Jakarta (ANTARA) - Penasihat hukum (PH) Tom Lembong, Ari Yusuf Amir berharap Mahkamah Agung (MA) segera menjalankan rekomendasi dari Komisi Yudisial (KY) untuk menjatuhkan sanksi ringan kepada majelis hakim yang memimpin sidang kliennya, yakni berupa hakim nonpalu selama 6 bulan.
Dia menuturkan Tom Lembong telah mengetahui dan sangat senang dengan keluarnya rekomendasi tersebut. Ia juga bersyukur upaya dan kerja keras pihaknya telah berhasil membuktikan bahwa para hakim tersebut telah salah dan terbukti.
"Harapan kami MA segera menjalankan keputusan ini. Jangan ada kompromi-kompromi lagi," ungkap Ari kepada wartawan di Jakarta, Sabtu.
Hakim nonpalu merupakan istilah untuk hakim yang sedang menjalani sanksi disiplin karena melanggar kode etik, di mana mereka tidak boleh bersidang (tidak boleh memegang palu hakim) untuk jangka waktu tertentu, tetapi tetap menerima pembinaan dan pengawasan agar bisa memperbaiki diri kembali ke tugasnya dengan perilaku yang lebih baik, seperti yang dilaporkan kepada Ketua MA.
Penasihat hukum Tom Lembong lainnya, Zaid Mushafi menambahkan rekomendasi sanksi etik terhadap ketiga hakim pemeriksa dan pemutus perkara Tom Lembong tersebut menjadi bukti tidak ada perjuangan penegakan hukum yang sia-sia serta terdapat kesalahan dengan putusan majelis hakim yang telah menetapkan Tom Lembong bersalah melakukan tindak pidana korupsi.
"Perlu diingat laporan ke Komisi Yudisial oleh Tom Lembong ini bukan tentang kepentingannya seorang, melainkan sebagai bentuk tanggungjawab Tom Lembong dalam memberikan koreksi terhadap aparat penegak hukum dan proses penegakan hukum itu sendiri.
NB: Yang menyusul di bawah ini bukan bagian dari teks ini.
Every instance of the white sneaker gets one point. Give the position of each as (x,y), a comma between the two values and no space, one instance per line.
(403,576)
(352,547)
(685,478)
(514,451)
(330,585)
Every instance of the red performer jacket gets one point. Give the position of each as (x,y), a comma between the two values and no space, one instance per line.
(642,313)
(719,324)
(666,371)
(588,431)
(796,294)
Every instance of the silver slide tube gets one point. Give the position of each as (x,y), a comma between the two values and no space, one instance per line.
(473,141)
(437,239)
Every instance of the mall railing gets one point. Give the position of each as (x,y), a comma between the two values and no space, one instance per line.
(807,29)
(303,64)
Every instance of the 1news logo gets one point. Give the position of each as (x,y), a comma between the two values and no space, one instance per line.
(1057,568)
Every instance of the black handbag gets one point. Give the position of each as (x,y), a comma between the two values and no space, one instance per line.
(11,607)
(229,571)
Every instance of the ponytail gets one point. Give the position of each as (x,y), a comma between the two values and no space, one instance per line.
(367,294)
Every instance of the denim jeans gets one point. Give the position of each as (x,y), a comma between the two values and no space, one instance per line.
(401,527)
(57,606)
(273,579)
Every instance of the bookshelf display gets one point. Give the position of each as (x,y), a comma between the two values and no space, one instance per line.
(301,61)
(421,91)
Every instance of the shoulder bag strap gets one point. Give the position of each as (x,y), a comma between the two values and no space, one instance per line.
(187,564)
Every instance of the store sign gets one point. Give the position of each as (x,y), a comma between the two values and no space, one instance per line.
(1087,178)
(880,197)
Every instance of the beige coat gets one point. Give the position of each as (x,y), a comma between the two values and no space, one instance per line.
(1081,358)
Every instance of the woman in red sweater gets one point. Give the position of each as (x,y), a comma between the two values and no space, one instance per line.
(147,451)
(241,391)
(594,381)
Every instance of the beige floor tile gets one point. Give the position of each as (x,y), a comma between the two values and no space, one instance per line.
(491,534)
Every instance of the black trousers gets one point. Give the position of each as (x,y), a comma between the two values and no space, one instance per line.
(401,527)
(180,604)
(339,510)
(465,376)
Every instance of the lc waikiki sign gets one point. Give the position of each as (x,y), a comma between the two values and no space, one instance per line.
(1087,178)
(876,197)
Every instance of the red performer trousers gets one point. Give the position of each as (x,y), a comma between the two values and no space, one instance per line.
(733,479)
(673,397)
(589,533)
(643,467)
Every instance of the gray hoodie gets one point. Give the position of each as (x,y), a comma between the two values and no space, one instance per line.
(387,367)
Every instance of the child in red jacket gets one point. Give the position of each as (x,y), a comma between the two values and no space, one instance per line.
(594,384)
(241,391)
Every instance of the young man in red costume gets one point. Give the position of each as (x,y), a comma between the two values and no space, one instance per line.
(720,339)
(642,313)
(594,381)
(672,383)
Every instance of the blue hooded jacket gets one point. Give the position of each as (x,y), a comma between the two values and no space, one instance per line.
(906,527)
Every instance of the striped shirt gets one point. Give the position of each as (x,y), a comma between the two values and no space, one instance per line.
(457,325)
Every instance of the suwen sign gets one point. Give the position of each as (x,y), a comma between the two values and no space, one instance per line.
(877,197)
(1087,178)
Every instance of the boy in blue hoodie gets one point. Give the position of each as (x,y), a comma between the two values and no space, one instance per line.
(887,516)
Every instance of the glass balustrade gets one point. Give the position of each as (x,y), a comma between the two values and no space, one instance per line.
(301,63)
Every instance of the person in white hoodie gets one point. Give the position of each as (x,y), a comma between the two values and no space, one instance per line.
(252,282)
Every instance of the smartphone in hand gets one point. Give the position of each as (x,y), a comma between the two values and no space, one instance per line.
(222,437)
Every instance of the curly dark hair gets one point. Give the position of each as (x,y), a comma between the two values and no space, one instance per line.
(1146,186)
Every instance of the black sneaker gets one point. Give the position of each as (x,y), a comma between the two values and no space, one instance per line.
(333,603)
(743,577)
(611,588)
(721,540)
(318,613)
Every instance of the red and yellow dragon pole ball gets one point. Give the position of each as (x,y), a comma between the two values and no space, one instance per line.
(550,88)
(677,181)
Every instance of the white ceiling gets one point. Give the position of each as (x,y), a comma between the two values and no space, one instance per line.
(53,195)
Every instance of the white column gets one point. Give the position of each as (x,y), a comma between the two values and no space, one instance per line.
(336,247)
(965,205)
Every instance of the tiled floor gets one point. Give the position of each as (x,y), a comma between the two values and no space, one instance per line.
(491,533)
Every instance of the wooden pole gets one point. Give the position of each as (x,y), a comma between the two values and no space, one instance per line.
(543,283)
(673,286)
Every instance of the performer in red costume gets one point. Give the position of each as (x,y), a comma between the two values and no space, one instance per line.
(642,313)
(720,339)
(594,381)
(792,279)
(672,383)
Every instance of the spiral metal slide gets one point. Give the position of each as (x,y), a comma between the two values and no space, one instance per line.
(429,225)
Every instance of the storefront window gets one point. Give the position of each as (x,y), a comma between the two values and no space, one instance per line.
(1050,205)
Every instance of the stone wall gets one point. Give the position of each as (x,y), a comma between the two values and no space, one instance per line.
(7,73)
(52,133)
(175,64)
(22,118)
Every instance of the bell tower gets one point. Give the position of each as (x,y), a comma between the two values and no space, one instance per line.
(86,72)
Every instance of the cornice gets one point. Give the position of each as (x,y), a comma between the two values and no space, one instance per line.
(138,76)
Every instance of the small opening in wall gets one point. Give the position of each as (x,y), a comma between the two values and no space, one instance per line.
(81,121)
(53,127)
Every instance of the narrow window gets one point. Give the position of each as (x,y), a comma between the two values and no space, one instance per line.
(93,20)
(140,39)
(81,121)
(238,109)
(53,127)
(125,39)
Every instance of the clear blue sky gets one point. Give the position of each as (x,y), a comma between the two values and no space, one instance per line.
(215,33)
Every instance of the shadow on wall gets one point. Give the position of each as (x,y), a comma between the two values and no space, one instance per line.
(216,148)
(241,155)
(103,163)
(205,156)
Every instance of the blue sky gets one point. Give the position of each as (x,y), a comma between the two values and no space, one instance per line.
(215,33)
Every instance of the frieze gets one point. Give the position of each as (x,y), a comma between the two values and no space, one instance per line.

Semoga tidak ada lagi orang orang yang di-"Lembong-kan" ke depannya," ucap Zaid.
Baca juga: Najib Razak dijatuhi hukuman 15 tahun penjara
Sebelumnya, KY merekomendasikan majelis hakim yang mengadili perkara korupsi importasi gula di Kementerian Perdagangan dengan terdakwa mantan Menteri Perdagangan Tom Lembong dijatuhi sanksi ringan, yakni hakim nonpalu selama enam bulan.
Rekomendasi itu sebagaimana hasil pemeriksaan Komisi Yudisial (KY) atas laporan dugaan pelanggaran Kode Etik dan Pedoman Perilaku Hakim (KEPPH) yang dilayangkan Tom Lembong. Rekomendasi dimaksud tertuang dalam Putusan Nomor 0098/L/KY/VIlI/2025.
"Benar, surat rekomendasinya sudah dikirimkan ke MA (Mahkamah Agung)," kata anggota sekaligus Juru Bicara KY Anita Kadir saat dikonfirmasi ANTARA dari Jakarta, Jumat (26/12).
Dalam putusan tersebut, KY menyatakan bahwa tiga hakim terlapor, yakni DAF, PSA, dan AS, terbukti melanggar KEPPH.
Baca juga: Aura Kasih berpeluang dipanggil KPK usai periksa Ridwan Kamil
Pada bulan Agustus 2025, KY menerima laporan dugaan pelanggaran KEPPH yang dilayangkan oleh Thomas Trikasih "Tom" Lembong dan kuasa hukumya. Tom melaporkan majelis hakim Pengadilan Tindak Pidana Korupsi pada Pengadilan Negeri Jakarta Pusat yang menjatuhkan pidana empat tahun dan enam bulan penjara kepada dirinya.
Majelis hakim dimaksud menyatakan Tom Lembong terbukti bersalah melakukan tindak pidana korupsi yang merugikan keuangan negara sebesar Rp194,72 miliar dalam kasus korupsi importasi gula di Kementerian Perdagangan pada 2015–2016.
Namun, menteri perdagangan periode 2015–2016 itu kemudian mendapat abolisi dari Presiden Prabowo Subianto sehingga peristiwa pidana yang sempat didakwakan kepadanya ditiadakan. Tom lantas bebas dari Rumah Tahanan Cipinang, Jakarta, pada 1 Agustus 2025.